Re: Another AppendTo replacement problem
- To: mathgroup at smc.vnet.net
- Subject: [mg118224] Re: Another AppendTo replacement problem
- From: Bill Rowe <readnews at sbcglobal.net>
- Date: Sun, 17 Apr 2011 07:52:25 -0400 (EDT)
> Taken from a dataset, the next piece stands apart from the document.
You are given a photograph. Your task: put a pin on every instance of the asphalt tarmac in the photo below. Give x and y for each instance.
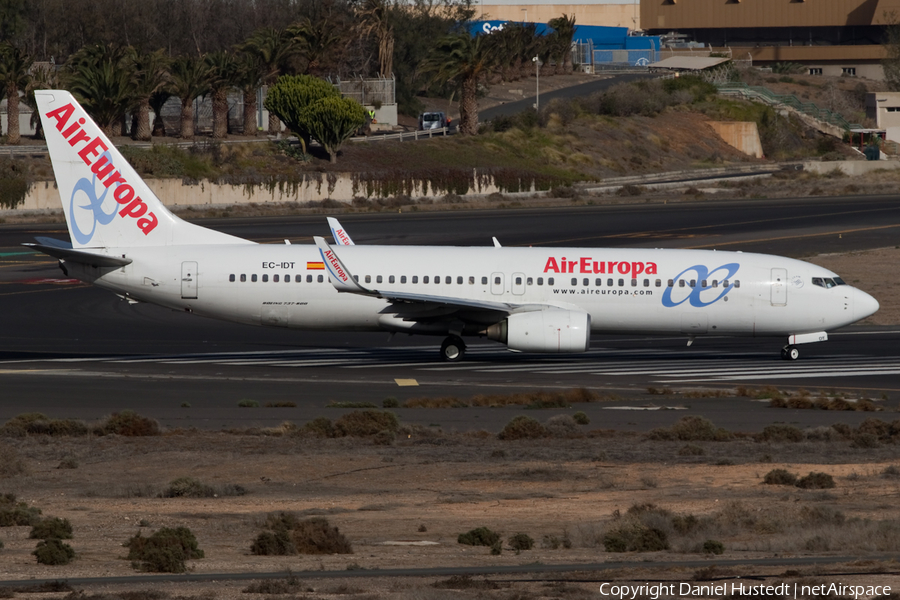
(70, 350)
On 4/16/11 at 7:36 AM, gaminster at gmail.com (Iv=C3=A1n Lazaro) wrote:
>I made a mistake in the code. Now it's fine. Sorry.
>NumBasis = 10000;
>q = matrA = ma = Table[0, {i, 2}];
>M = RandomComplex[{-1 - I, 1 + I}, {NumBasis, 2, 2}];
>M = Map[Orthogonalize, M];
>matr = RandomComplex[{-1 - I, 1 + I}, {2, 2}]
>Results = {};
>Do[{ma[[k]] =
>KroneckerProduct[M[[Nbase, k]], Conjugate[M[[Nbase, k]]]];
>matrA[[k]] = Chop[matr.ma[[k]]];
>matrA[[k]] = matrA[[k]]/Tr[matrA[[k]].matrA[[k]]] // Chop;
>If[k == 2,
>AppendTo[
>Results, {M[[Nbase]], Total[Eigenvalues[matrA[[k]]]]}]];
>}, {Nbase, 1, NumBasis}, {k, 1, 2}];
>M = Sort[Results, #1[[2]] < #2[[2]] &][[1, 1]];
Here is one way to avoid AppendTo
Do[{ma[[k]] =
KroneckerProduct[M[[Nbase, k]], Conjugate[M[[Nbase, k]]]];
matrA[[k]] = Chop[matr.ma[[k]]];
matrA[[k]] = matrA[[k]]/Tr[matrA[[k]].matrA[[k]]] // Chop;
If[k == 2,
Results = {Results, {M[[Nbase]],
Total[Eigenvalues[matrA[[k]]]]}}];}, {Nbase, 1,
NumBasis}, {k,
1, 2}];
M = SortBy[Partition[Flatten@Results, 2], Last][[1, 1]];
Here, I am saving the results as a nested list. Since you know
each loop adds a two element list, the desired array can be
created by partitioning the flattened nested list easily. The
end result will be the same but execute much faster.